The One Earth issue features two “Visual Earth” artworks: an unattributed triptych depicting a mythic Nepalese origin story for the mountain, and an early-morning photograph by glaciologist Mariusz Potocki depicting a starry night sky high above the Khumbu Icefall.

Commentary pieces accompany the new findings. Hemant Ojha, a professor at Australia’s University of Canberra, authored an editorial asking for “a new engaged Himalayan sustainability science” that includes local voices in researchers and policymakers’ discussions of economic and environmental conditions in and around Everest, and endeavors to share the dividends of scientific research with Himalayan communities.

Researchers also acknowledged several expedition planners in their behind-the-scenes writeup about the trip’s logistic challenges.

“High-altitude climbing Sherpas are a phenomenal group of people, and nothing on Mt.
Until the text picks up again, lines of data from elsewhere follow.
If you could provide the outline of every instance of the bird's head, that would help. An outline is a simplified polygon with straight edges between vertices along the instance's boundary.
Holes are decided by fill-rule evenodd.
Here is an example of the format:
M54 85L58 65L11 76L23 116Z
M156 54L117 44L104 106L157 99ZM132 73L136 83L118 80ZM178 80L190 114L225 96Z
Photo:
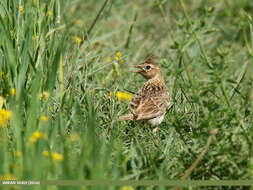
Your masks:
M136 65L135 68L138 70L135 73L140 73L146 79L151 79L155 77L162 77L161 67L154 62L154 56L149 57L145 62Z

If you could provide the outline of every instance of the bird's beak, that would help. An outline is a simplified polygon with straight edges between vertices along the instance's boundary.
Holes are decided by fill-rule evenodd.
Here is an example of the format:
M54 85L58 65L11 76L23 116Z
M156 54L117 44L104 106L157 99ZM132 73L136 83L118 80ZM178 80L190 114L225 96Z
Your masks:
M134 68L138 69L138 70L133 70L134 73L140 73L143 71L142 66L141 65L135 65Z

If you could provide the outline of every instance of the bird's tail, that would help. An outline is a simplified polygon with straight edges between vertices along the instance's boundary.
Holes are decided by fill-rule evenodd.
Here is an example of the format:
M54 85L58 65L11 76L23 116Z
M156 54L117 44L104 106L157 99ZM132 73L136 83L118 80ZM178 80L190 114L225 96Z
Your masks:
M126 114L118 117L118 121L133 120L133 119L134 119L133 114Z

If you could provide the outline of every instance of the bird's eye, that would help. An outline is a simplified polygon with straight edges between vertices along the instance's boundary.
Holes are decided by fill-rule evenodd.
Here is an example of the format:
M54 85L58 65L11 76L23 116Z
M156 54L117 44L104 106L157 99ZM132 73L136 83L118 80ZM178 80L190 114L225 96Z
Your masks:
M149 65L147 65L147 66L146 66L146 69L149 70L149 69L151 69L151 67L150 67Z

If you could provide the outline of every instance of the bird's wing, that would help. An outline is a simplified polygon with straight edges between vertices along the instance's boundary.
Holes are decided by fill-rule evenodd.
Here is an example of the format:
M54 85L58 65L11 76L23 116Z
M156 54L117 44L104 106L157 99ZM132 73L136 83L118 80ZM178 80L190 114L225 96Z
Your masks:
M152 88L149 90L145 85L135 94L130 104L130 110L136 120L152 119L166 112L169 103L167 88ZM150 90L152 89L152 90Z

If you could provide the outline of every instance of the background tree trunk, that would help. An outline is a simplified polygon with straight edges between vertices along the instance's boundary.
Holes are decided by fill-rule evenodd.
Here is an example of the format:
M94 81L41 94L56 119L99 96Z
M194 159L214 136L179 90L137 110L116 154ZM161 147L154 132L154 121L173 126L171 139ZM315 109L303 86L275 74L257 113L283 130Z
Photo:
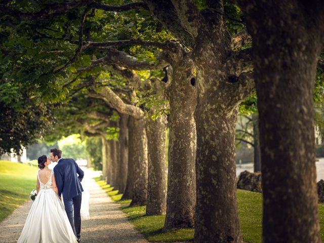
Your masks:
M167 215L163 230L192 227L195 204L196 102L193 63L183 58L172 63L167 95L170 105ZM174 60L176 60L174 58Z
M118 190L119 193L125 191L127 182L128 165L128 127L127 124L129 116L119 113L119 169L118 172L119 178Z
M122 200L132 199L133 198L134 189L134 167L135 164L135 143L136 143L135 137L135 131L134 129L134 119L135 118L130 116L128 120L128 164L127 166L127 180L126 187L124 192Z
M113 140L109 140L110 147L110 157L111 158L111 168L110 168L111 185L114 187L114 190L117 189L118 186L116 179L118 170L118 161L117 155L117 142Z
M290 63L290 70L284 65L271 73L263 68L262 75L259 69L256 73L265 242L320 242L313 113L316 62L311 57Z
M108 141L104 137L101 138L102 153L102 179L107 183L109 182L108 168L110 166L110 155L109 154L109 147Z
M146 215L162 215L167 210L166 129L167 117L146 120L148 176Z
M145 118L134 119L134 188L131 206L146 204L147 196L147 139Z
M252 114L252 123L253 123L253 140L254 142L254 172L261 171L261 152L260 149L260 138L259 134L259 114Z

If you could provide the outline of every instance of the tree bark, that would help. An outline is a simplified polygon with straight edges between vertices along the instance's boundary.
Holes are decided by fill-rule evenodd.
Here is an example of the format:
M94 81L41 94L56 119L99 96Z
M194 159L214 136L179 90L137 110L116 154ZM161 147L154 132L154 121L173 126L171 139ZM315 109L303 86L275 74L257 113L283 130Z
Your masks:
M254 172L261 171L261 152L260 148L260 135L259 134L259 114L252 114L252 123L253 123L253 140L254 146Z
M236 199L235 132L238 105L252 93L254 85L250 77L240 81L246 74L235 73L235 65L226 66L222 62L222 57L226 58L230 52L229 36L221 31L222 38L218 41L223 46L209 50L214 45L210 40L212 36L207 37L204 28L200 31L199 45L194 55L198 77L195 111L197 201L194 241L241 242Z
M195 242L240 242L234 143L237 109L222 114L208 110L210 105L202 103L200 100L205 110L197 107L195 113L200 136L197 139Z
M110 148L110 158L111 159L111 165L109 169L110 185L114 187L115 190L116 184L116 174L117 173L117 154L116 141L113 140L109 141L109 145Z
M146 120L148 161L146 215L163 215L167 210L166 129L167 117Z
M127 181L126 187L122 197L122 200L132 199L134 191L134 167L135 164L134 144L136 143L134 129L134 119L135 118L130 115L128 120L128 164L127 166Z
M263 241L319 242L313 94L324 5L239 2L254 49Z
M195 204L196 77L189 54L172 58L167 215L163 230L193 227Z
M127 182L128 165L128 127L127 124L129 116L119 113L119 169L118 171L118 190L119 193L125 191Z
M131 206L146 204L147 196L147 139L145 118L134 119L132 144L134 156L134 188Z
M111 160L109 154L109 148L108 141L104 137L101 138L102 154L102 179L107 183L109 182L108 168L110 166Z

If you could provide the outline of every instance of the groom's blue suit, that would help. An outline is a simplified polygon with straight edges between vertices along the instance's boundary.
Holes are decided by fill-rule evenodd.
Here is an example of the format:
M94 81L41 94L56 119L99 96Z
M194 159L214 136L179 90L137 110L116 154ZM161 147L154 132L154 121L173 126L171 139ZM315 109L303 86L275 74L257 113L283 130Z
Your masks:
M74 234L78 239L81 231L80 209L83 191L80 182L85 173L72 158L60 159L54 170L59 195L61 196L63 194L67 217Z

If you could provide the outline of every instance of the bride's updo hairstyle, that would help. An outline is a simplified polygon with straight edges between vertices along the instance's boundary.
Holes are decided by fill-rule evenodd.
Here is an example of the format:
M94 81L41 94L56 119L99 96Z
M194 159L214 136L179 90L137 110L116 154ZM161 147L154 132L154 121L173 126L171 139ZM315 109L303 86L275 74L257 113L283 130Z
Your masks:
M46 155L42 155L38 158L38 168L42 169L45 167L45 163L47 161Z

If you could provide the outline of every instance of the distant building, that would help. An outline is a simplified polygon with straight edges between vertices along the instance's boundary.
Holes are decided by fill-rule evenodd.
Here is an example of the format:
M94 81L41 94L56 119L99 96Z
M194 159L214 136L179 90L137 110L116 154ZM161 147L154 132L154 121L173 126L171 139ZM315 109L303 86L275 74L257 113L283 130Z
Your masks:
M317 125L315 125L314 127L314 130L315 132L315 144L316 145L320 145L322 144L322 135L320 134L320 130L319 130L319 127Z
M0 160L9 160L12 162L21 162L25 163L27 162L27 153L26 148L23 148L22 149L22 154L20 156L17 156L15 153L12 151L10 154L6 153L0 157Z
Everest could be accomplished without their leadership, guidance, and support,” they wrote.

Called Chomolungma (“Mother Goddess of the Universe”) by the Tibetans and Sagarmatha (“Head of the Earth in the Sky”) by the Nepalese, Everest was given its popular name by the British Royal Geographic Society in honor of geographer George Everest (pronounced “eve-rest”), a colonial administrator in India who reportedly objected to the decision because he did not discover the mountain and his name could not be written or easily pronounced in Hindi.

Thousands of mountaineers have been inspired to attempt to reach the summit of the world’s tallest mountain since Tenzing Norgay and Edmund Hillary performed the first confirmed successful ascent in 1953. The mountain has since claimed more than 300 lives: altitude sickness, avalanches, exposure and falls are common killers.

Everest sits in the Mahālangūr Himāl zone of the Himalayas, where three more of the Earth’s tallest six peaks join it in dividing the sovereign Nepal from Tibet, a Chinese autonomous region. The nations’ border runs across Everest’s summit point.

Across the globe, glacierized mountain ranges such as the Hindu Kush Himalayas, where Mount Everest stands tall, store and transport water for more than a fifth of the world’s human population and about half the planet’s total inhabitants.

“Mountains will outlast us,” the journal’s editorial team wrote. “But without immediate action and integrated approaches to adaptation and sustainable development, they will lose their majesty. They will become diminished. With consequences for us all.”